The five finalist companies in this year’s round of Genius NY moved into the Tech Garden in January to begin competing for the prize awards. The companies were selected from a pool of more than 350 submissions. Finalists include teams with international and regional representation.

The program uses the first three months to work through a model used at the Tech Garden called the integrated business-planning process, says Parry.

It helps the company create a strategy with a business case, a pitch presentation, and a financial model. That strategy will be the focus after the pitch night in April once the program awards investment funding.

“In the first three months, we’re working them on the basics of refining their business plan and setting up a strategy for their use of funds later on,” Parry tells CNYBJ.

The Genius NY finals night is set for April 9 at the Marriott Syracuse Downtown. 

2019 finalists 

The five finalists in the third round of Genius NY include ResilienX of Syracuse.

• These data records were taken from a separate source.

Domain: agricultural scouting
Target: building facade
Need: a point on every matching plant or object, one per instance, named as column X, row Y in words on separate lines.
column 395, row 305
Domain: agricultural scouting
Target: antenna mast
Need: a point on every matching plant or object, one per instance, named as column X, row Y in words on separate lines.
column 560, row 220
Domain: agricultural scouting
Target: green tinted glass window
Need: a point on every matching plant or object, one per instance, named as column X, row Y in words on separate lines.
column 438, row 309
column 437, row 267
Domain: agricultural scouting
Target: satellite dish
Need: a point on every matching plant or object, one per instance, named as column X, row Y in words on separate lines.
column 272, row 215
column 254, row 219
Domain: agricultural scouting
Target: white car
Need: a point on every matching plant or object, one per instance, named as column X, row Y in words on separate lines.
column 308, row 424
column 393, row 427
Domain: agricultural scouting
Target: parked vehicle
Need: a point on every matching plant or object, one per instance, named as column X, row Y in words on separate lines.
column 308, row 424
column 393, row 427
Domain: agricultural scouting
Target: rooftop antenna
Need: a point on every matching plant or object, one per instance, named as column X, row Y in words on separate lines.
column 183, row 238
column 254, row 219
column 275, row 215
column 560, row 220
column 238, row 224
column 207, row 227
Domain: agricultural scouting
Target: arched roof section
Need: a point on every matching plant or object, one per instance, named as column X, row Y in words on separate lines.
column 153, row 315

The company is focused on improving safety in the “autonomous traffic-management ecosystem,” CenterState CEO said. Its products will “increase system resilience and operational uptime by automating fault detection and contingency management, benefiting adopters through decreased expenditures in operations, regression testing, and maintenance.”

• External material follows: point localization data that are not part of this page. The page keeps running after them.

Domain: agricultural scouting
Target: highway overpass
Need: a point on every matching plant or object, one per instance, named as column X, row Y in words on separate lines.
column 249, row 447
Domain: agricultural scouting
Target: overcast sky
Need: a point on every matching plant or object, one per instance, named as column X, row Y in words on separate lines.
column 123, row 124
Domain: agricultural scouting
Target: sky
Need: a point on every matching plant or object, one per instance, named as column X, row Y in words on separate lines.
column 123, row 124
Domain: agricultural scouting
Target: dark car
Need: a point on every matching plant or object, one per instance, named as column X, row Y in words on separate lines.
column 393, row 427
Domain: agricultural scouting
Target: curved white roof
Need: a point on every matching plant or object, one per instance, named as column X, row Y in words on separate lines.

EagleHawk of Buffalo is a drone-powered technology company “revolutionizing” the way commercial roofs are inspected and managed. “In just two years,” EagleHawk has inspected more than 500 buildings and 11 million square-feet of rooftop. It is helping customers detect unknown issues, mitigate risk, and reduce roof-maintenance costs.

Vermeer of Brooklyn is an “augmented reality drone solution” that enables anyone to capture aerial photos, videos, and data. Users can now design their aerial shot in an “augmented reality environment” and then send it to a drone to execute autonomously in the real world.

Civdrone of Israel says it develops “fast, reliable and autonomous-marking solutions” on enterprise drones for the construction industry. Digitalizing and automating land-surveying services will “increase productivity and shorten time of construction while lowering its costs,” it promises.

Sentient Blue of Italy says it develops “efficient, more environmentally friendly” micro gas turbine-based power plants for use in unmanned aerial vehicles (UAVs) to increase flight endurance.